Toyota plans to double hiring of software professionals

Yomiuri Shimbun file photo
Toyota’s head office in Toyota, Aichi Prefecture

Toyota Motor Corp. will drastically change its recruitment policy, increasing the ratio of new engineering recruits with software development skills in the spring of 2022 by about double compared to the spring of 2021.

Also, the company will gradually increase the percentage of mid-career hires to about 50% of the total number of employees joining the company annually from the current level of about 30%.

Toyota has traditionally hired a large number of mechanical engineering students.

In spring 2021, the company hired about 300 undergraduate and graduate students for engineering positions, but most of them were in the field of mechanical engineering; only about 20% were in the software field.

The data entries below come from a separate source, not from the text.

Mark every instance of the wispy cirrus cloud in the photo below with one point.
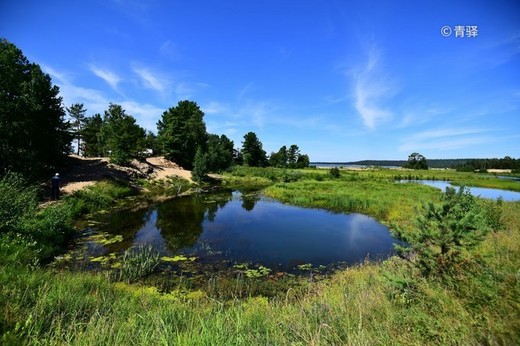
(150, 80)
(96, 102)
(445, 139)
(111, 78)
(371, 87)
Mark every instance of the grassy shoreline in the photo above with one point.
(373, 303)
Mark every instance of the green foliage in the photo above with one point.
(17, 202)
(91, 136)
(444, 233)
(121, 137)
(34, 135)
(292, 155)
(303, 161)
(77, 113)
(181, 131)
(200, 166)
(291, 158)
(137, 262)
(416, 161)
(473, 165)
(254, 155)
(171, 186)
(102, 195)
(335, 172)
(219, 153)
(279, 159)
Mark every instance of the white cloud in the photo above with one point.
(150, 80)
(95, 101)
(371, 88)
(109, 77)
(146, 115)
(215, 107)
(444, 139)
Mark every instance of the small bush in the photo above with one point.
(17, 201)
(137, 262)
(334, 172)
(444, 233)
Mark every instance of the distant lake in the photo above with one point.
(475, 191)
(234, 227)
(346, 165)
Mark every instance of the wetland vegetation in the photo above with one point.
(389, 302)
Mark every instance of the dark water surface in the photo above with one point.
(233, 227)
(475, 191)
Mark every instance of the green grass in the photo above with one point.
(373, 303)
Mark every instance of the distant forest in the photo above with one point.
(459, 164)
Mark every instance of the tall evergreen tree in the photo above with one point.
(91, 138)
(77, 113)
(292, 155)
(252, 151)
(120, 136)
(34, 134)
(220, 153)
(181, 131)
(279, 159)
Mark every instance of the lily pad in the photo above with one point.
(105, 239)
(178, 258)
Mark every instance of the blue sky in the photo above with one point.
(344, 80)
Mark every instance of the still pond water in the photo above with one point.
(475, 191)
(233, 227)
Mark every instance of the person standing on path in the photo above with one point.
(55, 187)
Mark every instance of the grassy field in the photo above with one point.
(374, 303)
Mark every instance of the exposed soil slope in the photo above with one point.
(84, 171)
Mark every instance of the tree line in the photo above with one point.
(36, 136)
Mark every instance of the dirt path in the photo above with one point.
(84, 172)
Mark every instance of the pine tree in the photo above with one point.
(77, 113)
(34, 136)
(444, 234)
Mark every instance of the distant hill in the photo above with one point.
(432, 163)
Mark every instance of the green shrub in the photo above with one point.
(334, 172)
(444, 233)
(17, 201)
(137, 262)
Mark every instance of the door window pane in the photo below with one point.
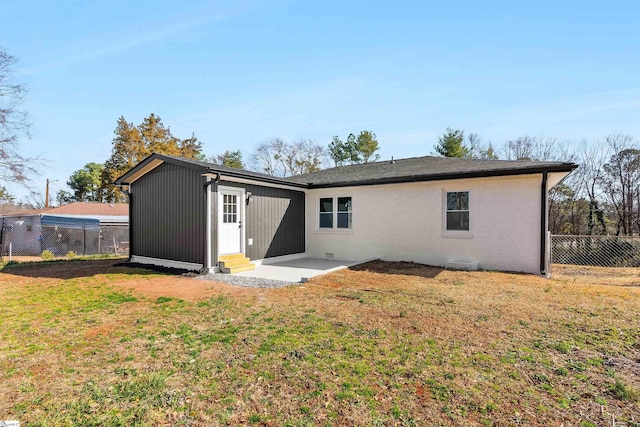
(229, 208)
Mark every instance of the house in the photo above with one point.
(82, 227)
(449, 212)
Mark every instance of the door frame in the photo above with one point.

In spring 2022, the company will increase the uptake of software students to 40-50%.

In the automotive industry, the competition to develop autonomous driving technology is intensifying. More and more cars are connected to the internet all the time. As a result, there is an urgent need to secure human resources with knowledge of software and artificial intelligence to control driving.

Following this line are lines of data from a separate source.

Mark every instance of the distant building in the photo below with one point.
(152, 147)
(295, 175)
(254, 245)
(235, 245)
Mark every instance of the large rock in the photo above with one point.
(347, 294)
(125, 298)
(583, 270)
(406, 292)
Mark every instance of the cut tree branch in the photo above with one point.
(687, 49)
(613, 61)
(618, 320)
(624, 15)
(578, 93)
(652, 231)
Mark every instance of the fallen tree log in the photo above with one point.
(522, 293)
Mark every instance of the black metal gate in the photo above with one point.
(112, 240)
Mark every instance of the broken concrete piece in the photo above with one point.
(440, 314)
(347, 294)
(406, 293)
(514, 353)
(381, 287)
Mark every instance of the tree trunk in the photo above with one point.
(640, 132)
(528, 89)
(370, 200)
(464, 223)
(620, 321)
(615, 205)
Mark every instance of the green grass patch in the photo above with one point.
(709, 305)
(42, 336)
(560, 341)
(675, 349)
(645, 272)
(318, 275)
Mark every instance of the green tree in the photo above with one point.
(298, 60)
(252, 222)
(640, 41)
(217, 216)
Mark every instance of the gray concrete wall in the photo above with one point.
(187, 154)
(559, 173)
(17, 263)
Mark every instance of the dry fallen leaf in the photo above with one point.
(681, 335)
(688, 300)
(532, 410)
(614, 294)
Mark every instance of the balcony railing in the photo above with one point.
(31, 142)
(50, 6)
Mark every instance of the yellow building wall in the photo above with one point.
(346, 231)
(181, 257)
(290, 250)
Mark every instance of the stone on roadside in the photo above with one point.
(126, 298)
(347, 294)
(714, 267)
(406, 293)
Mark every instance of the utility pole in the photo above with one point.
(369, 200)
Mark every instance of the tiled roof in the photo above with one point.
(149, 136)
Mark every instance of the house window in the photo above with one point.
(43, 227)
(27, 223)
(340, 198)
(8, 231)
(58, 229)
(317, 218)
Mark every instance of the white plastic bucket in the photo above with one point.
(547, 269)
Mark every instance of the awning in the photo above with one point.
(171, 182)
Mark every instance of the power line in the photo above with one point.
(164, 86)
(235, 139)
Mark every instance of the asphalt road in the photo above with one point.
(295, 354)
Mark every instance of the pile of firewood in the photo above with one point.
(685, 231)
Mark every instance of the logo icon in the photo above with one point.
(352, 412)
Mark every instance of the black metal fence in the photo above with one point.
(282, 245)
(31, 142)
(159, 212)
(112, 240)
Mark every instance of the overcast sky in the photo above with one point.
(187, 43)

When hiring, Toyota will have a system in place to categorize the kind of positions available and then hire students who want to go into particular fields.

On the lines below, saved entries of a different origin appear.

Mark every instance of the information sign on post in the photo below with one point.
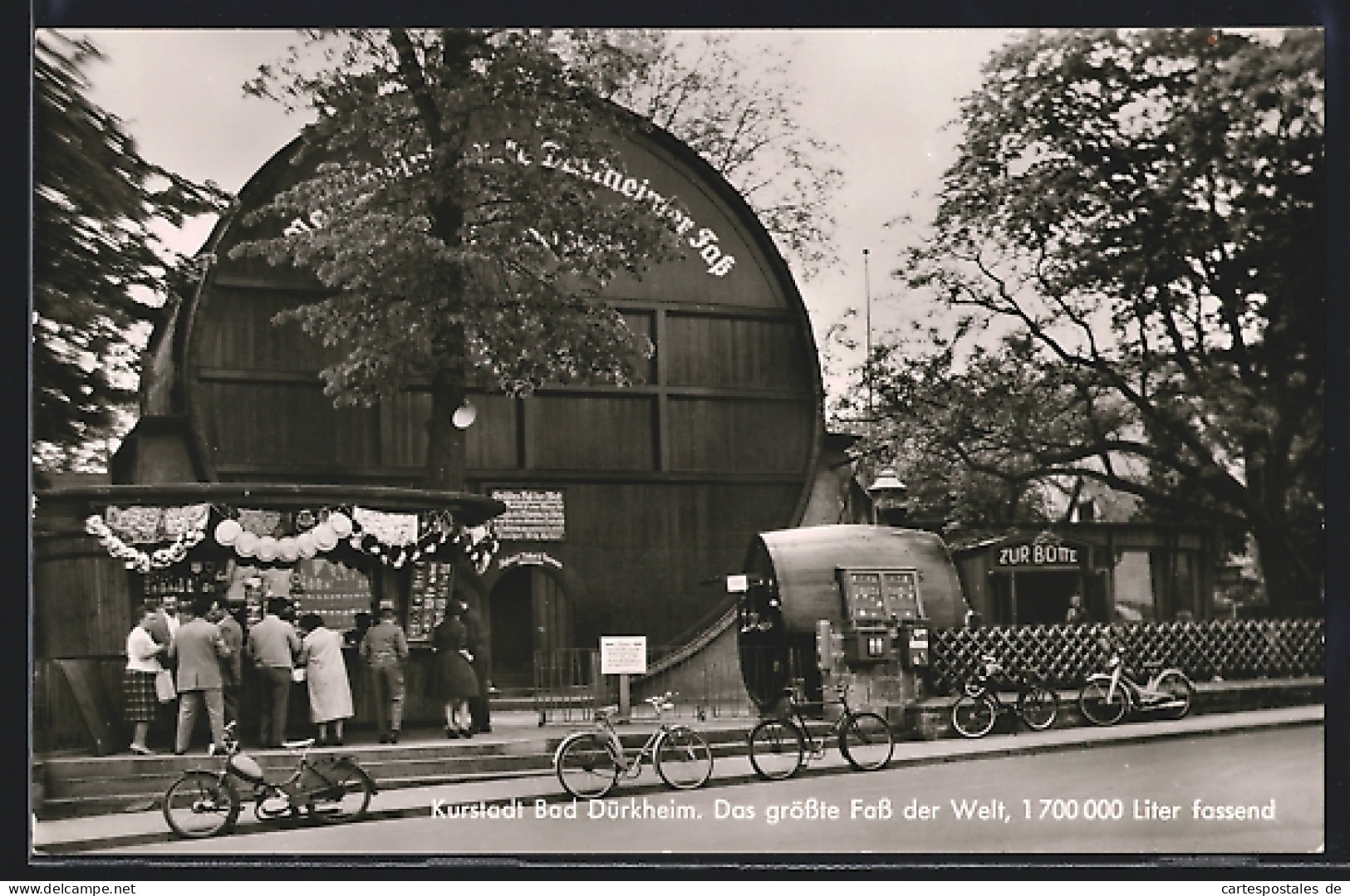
(622, 656)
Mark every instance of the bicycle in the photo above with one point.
(979, 707)
(1107, 697)
(589, 762)
(778, 745)
(204, 802)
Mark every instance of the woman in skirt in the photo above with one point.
(454, 673)
(326, 675)
(138, 683)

The aim is to prevent students from leaving the company early by giving them an idea of what they will be doing after they enter the company. It is a similar concept to a job-based personnel system that clarifies the duties and required abilities, but it is expected that students will experience multiple jobs after joining the company.

As for increasing the number of mid-career hires, the company is hoping that hiring experienced professionals will have a stimulating effect on the organization.

The Yomiuri Shimbun

Focus on next-generation vehicles

By Hirotaka Sano / Yomiuri Shimbun Staff Writer

The automotive industry is facing increasingly fierce competition in the development of next-generation vehicle technologies, known as CASE (Connected, Autonomous, Shared, Electric) such as autonomous driving and electrification. With tech giants such as Google LLC entering the industry, Toyota has decided that it will be difficult to keep up with the changes if it continues its past hiring practices.

Toyota is shifting toward becoming a “mobility company” that not only produces cars but also supports a wide range of people’s mobility.

The company is expanding its business domain, including the construction of Woven City, a demonstration city for advanced technologies in Shizuoka Prefecture. Rather than focusing on just cars, the company is prioritizing the development of software to improve performance and value.

There is cross-industry competition for human resources with advanced knowledge and expertise. Major electronics companies, for example, are hurrying to secure talented personnel by raising wage levels even for new employees.

The fact that Toyota, one of Japan’s leading companies, is stepping up its efforts to acquire software personnel is likely to have a major impact on the hiring market.